Le Cours de l'Histoire — Vers la laïcité, histoire d'un principe : Oser penser la tolérance, de l'Angleterre aux Provinces-Unies
France Culture, 8 décembre 2025
Hôte : Xavier Mauduit
Invités : Sophie Saucard (enseignante-chercheuse, études anglophones, université du Mans), Jacques-Louis Lantoine (professeur, docteur en philosophie)
Aperçu général
Cet épisode explore l’histoire et l’élaboration du principe de tolérance religieuse en Europe, principalement à travers les trajectoires et les pensées de John Locke (Angleterre) et Baruch Spinoza (Provinces-Unies) au XVIIe siècle. Les invités s’attachent à montrer, par la comparaison des contextes anglais et néerlandais, les chemins différents menant à la réflexion sur le pluralisme religieux, la tolérance, puis, à plus long terme, à la laïcité.

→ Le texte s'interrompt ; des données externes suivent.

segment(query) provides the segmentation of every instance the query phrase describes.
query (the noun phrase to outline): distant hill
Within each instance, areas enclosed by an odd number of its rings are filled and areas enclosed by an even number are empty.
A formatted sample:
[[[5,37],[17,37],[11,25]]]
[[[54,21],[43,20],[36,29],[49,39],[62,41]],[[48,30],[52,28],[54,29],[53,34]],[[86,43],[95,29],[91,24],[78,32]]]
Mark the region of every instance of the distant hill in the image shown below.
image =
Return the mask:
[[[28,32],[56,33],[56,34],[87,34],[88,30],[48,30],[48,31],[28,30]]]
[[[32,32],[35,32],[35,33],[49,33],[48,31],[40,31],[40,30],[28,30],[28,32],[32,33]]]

I. Contextualisation historique et géopolitique
1. Les Provinces-Unies : terre de tolérance relative
- Les Juifs y trouvent refuge après avoir fui les persécutions de la péninsule ibérique (03:00).
«… justement régnait là-bas une certaine tolérance à l'égard des Juifs. Mais pas seulement des Juifs…» — Jacques-Louis Lantoine [02:56]
- Les catholiques doivent pratiquer leur culte discrètement, dans des chapelles privées.
«Les catholiques… sont un peu moins tolérés que les juifs… il faut prendre le mot de tolérance vraiment au sens premier du terme… on supporte l'existence des catholiques, mais il faut qu'ils soient discrets.» — Jacques-Louis Lantoine [04:00]
2. L’Angleterre : pluralisme instable et débat sur le pouvoir religieux
- Le roi est aussi chef de l’Église anglicane ("No Bishop, No King"), ce qui véhicule une exigence d’unité religieuse pour la stabilité politique (07:54).
- Multiplicité de « sectes » protestantes qui revendiquent la tolérance, en plus de la minorité catholique (05:06, 13:25).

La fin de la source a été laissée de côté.